2020年7月21日火曜日

【2020年7月豪雨】球磨川流域の被災地を見る㊤ 鉄道や生活道路が寸断

線路が流出した肥薩線(熊本県球磨村)
◇国交省出張所も浸水◇

 2020年7月豪雨は記録的な降雨により各地に大きな被害をもたらした。特に熊本県南部では球磨川流域を中心に河川の氾濫や土砂崩れが発生。大規模な浸水に加え、橋の流失や道路の崩壊といったインフラ関連の甚大な被害も出た。災害発生から2週間を迎えた17、18日、豪雨の爪痕が残る球磨川中流部の球磨村と上流部の人吉市を取材した。

 球磨村ではJR肥薩線の渡駅周辺で浸水時に水深が最大9メートル程度まで達したと推定されている。同駅の駅舎内は天井が剥がれ落ち、泥水が残ったまま。線路は路盤が流出しレールが宙に浮き、あめ細工のように曲がっていた。駅周辺の折れた電柱や道路標識はほとんどが下流方向を向き、濁流の激しさを物語っていた。

 国道219号を下流側に向かうと流失した肥薩線の第二球磨川橋梁が見えた。川の中に石造りの橋脚だけが残る。並行して架かっていた県道の相良橋も同様に流失し、2橋の橋桁が散乱していた。近くにいた交通誘導員の男性は「JRが元に戻るには相当な時間がかかる」と表情を曇らせた。

 「温泉くま村湯の駅」の物産館はガラスが割れ、建物内が泥や漂流物であふれ、隣接する建物に軽トラックが頭から突っ込んでいた。すぐ先の道路は川側の崖が大きく崩落していた。

浸水被害を受けた九州地方整備局八代河川国道事務所人吉出張所(熊本県人吉市)
人吉市中心部は至る所にごみ袋や家屋からかき出された泥の山があり、畳などが積まれていた。付近では生活道路である県道の西瀬橋が被災。橋桁の1径間が失われ、残る橋桁には流木などが引っかかり、照明灯が下流に向かってほぼ水平に折れ曲がっていた。

 中心部に近い市の複数の排水機場は浸水被害に遭い、機能を失った状態だ。このため、国土交通省中部地方整備局のテックフォース(緊急災害対策派遣隊)が降雨に備えて宝来町排水機場のすぐ近くに排水ポンプ車を前進配備していた。

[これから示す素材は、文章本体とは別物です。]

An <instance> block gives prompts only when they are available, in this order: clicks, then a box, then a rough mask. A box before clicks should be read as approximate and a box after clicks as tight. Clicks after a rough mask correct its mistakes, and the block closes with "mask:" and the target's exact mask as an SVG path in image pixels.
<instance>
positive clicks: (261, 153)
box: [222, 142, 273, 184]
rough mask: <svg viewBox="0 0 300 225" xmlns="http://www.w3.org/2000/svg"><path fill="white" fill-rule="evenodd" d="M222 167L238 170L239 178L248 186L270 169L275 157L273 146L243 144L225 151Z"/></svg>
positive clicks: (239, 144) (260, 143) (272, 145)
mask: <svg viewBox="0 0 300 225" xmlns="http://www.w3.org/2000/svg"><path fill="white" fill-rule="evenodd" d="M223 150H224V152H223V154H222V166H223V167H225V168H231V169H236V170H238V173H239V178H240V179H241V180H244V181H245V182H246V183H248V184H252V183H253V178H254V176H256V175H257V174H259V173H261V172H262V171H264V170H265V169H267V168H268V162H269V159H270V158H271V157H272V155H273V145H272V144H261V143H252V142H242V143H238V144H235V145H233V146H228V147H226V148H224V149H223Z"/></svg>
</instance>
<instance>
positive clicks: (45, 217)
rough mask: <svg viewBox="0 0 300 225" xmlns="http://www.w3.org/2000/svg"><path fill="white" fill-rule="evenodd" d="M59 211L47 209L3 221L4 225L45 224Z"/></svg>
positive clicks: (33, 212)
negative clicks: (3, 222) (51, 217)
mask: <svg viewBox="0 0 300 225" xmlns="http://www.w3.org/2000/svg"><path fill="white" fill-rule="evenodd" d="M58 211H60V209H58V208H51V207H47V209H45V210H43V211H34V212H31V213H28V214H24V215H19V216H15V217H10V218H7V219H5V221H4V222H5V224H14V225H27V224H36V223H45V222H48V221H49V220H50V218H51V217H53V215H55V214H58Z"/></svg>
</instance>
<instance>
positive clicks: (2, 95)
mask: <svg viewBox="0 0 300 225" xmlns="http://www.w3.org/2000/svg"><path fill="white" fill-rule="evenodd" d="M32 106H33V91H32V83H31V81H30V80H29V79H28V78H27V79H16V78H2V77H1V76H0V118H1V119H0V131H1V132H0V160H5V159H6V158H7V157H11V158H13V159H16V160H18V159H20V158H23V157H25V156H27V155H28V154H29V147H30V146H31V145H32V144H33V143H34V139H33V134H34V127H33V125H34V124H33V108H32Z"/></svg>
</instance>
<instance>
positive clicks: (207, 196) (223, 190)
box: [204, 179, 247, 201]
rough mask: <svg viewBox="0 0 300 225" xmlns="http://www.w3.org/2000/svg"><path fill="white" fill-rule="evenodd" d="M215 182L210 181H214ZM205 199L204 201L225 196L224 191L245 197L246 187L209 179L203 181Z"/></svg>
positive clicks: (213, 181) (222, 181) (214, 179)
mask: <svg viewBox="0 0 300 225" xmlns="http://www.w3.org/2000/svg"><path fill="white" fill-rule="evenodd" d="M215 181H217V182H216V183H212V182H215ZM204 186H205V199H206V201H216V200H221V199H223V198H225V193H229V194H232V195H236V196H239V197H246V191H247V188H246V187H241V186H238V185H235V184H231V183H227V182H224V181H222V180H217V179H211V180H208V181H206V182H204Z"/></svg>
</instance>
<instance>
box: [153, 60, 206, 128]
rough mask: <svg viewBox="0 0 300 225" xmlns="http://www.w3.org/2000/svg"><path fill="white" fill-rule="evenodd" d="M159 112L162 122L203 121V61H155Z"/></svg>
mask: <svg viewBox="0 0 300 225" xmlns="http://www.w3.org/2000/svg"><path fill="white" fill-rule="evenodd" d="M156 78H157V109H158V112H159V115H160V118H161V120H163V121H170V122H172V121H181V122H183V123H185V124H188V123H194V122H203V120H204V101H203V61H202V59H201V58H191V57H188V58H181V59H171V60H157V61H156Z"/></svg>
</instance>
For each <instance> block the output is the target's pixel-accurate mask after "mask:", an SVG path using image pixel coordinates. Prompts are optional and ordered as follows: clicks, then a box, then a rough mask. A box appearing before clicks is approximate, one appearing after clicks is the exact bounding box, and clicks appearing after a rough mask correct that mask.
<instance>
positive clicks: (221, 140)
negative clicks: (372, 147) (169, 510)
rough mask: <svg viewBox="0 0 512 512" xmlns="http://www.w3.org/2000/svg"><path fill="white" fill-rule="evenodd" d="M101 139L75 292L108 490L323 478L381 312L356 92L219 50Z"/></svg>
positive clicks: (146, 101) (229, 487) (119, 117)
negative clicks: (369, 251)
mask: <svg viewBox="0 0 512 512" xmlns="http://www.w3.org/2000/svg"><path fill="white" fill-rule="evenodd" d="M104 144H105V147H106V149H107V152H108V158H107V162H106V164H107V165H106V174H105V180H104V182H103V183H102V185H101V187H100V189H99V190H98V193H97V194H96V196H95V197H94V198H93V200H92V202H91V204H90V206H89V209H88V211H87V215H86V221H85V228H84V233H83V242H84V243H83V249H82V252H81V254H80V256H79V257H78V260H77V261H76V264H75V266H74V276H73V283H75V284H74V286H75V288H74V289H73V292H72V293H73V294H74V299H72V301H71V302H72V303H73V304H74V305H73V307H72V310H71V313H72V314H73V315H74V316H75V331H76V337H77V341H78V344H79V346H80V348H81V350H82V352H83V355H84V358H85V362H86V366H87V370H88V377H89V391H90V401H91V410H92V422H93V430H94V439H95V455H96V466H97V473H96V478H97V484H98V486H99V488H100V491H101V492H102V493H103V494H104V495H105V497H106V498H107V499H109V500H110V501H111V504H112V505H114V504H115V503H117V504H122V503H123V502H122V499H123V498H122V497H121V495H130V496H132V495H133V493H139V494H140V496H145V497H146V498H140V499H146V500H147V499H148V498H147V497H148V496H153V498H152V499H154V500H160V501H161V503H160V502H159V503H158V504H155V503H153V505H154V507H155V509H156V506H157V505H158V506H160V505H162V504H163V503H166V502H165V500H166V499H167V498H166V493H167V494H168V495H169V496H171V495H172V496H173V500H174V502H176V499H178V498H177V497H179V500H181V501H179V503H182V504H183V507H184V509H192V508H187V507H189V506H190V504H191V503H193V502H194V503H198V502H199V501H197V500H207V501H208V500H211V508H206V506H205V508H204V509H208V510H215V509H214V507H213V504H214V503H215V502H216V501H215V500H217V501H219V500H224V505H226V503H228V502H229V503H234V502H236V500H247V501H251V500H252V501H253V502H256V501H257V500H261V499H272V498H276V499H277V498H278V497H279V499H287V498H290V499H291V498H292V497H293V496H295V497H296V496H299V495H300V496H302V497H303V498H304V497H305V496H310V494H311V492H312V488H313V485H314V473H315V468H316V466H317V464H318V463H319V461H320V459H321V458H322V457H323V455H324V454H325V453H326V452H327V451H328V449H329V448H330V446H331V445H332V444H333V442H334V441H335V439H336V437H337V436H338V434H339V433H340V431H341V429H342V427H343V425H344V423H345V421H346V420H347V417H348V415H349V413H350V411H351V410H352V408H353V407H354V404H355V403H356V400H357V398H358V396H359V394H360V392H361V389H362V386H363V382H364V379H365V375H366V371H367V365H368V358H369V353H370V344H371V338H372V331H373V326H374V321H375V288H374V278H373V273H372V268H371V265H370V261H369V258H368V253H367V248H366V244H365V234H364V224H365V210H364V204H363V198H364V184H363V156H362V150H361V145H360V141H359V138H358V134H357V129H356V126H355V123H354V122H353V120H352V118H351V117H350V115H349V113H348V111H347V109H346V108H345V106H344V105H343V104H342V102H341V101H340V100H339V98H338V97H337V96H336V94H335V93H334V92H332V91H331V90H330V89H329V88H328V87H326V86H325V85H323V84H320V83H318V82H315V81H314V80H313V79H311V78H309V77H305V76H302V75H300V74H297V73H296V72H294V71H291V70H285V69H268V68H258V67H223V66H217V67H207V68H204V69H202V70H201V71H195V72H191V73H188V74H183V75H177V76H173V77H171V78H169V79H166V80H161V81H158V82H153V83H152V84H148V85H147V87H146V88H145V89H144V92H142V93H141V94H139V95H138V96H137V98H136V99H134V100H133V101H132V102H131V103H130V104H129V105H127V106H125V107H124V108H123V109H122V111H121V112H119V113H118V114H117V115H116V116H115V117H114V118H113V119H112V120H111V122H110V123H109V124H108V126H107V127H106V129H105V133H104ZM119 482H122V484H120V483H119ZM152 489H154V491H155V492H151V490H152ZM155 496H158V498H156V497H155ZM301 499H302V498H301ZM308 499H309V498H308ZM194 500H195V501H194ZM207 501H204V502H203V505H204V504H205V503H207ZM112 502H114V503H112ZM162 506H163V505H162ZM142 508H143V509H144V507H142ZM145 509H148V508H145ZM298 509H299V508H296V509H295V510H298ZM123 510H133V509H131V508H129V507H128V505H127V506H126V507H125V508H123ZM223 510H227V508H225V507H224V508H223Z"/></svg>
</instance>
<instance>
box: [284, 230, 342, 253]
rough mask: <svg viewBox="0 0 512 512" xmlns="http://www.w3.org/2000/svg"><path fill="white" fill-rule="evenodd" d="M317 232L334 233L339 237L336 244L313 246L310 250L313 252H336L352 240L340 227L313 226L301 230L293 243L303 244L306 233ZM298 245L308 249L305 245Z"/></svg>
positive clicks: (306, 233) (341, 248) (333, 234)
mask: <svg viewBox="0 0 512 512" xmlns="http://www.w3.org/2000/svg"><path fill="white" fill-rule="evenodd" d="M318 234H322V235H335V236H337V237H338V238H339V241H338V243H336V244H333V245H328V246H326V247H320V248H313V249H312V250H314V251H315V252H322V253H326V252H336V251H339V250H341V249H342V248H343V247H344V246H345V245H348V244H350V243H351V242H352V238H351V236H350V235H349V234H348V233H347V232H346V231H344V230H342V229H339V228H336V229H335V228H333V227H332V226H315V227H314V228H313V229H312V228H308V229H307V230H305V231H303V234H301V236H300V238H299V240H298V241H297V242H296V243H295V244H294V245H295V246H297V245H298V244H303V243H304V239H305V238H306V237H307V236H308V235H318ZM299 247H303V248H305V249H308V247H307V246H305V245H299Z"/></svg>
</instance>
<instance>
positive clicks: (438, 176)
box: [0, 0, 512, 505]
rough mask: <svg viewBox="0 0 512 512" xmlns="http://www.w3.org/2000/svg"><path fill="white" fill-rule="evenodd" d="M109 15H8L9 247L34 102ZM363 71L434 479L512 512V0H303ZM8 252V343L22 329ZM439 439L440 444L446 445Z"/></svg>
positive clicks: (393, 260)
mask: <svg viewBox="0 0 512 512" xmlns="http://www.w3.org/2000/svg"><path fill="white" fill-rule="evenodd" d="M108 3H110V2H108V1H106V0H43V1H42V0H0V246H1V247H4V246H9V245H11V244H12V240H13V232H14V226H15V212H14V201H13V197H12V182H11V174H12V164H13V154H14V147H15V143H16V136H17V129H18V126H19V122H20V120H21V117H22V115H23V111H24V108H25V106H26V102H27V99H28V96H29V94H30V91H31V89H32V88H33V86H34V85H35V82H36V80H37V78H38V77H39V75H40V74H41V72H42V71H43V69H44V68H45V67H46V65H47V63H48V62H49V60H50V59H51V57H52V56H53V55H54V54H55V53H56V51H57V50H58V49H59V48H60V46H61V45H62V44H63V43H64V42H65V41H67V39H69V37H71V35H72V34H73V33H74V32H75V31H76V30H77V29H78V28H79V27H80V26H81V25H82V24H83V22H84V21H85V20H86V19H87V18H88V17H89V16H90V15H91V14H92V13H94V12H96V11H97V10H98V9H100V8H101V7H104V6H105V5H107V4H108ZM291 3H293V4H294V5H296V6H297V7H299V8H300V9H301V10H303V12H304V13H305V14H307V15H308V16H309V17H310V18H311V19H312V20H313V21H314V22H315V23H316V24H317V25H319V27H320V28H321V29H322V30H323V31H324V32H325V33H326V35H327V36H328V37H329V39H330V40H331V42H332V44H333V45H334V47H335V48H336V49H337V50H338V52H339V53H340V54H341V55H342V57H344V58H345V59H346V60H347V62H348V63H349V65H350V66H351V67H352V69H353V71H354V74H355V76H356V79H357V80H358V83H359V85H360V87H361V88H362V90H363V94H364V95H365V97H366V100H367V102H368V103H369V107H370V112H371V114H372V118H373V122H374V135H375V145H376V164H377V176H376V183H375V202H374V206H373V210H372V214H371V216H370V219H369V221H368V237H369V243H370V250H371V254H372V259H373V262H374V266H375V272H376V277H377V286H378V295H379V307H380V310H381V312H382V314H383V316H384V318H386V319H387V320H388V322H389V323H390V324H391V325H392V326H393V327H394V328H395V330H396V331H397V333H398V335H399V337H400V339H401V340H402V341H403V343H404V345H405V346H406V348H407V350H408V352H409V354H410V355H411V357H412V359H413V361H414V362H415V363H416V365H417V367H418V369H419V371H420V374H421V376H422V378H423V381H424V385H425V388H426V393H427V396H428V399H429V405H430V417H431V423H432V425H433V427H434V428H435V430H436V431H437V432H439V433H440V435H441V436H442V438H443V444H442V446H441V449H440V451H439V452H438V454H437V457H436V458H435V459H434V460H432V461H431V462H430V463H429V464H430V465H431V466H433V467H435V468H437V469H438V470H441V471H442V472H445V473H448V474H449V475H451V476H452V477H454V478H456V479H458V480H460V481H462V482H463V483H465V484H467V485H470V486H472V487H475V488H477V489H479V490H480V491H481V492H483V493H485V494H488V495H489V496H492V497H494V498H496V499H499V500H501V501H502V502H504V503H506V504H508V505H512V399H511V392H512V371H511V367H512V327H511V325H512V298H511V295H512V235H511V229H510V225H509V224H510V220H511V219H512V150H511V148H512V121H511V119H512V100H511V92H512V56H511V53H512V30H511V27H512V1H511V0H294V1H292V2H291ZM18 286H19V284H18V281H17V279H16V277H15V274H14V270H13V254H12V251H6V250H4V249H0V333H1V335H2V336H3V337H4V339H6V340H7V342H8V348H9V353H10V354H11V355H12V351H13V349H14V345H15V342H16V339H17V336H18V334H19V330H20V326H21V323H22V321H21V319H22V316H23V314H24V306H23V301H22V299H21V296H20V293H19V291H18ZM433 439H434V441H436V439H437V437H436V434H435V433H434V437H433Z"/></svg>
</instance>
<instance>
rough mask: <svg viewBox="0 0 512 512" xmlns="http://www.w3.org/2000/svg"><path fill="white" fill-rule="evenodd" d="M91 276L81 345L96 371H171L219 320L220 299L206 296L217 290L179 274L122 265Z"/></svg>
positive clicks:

 同排水機場に隣接する九州地方整備局八代河川国道事務所人吉出張所も浸水した。中村良一所長によると4日朝に「市街地側から水が駆け上がってきた」ため避難した。建物内は天井近くまで泥水の跡が残る。

 同出張所は被災後も最前線で決壊した堤防などの応急復旧に当たってきた。欠かせないのが地元建設業者の協力だ。中村所長は「自身や家族、親類、知り合いが被災された人もいると思うが、次の雨に備えて地元の復旧のために頑張ってもらっている」と話した。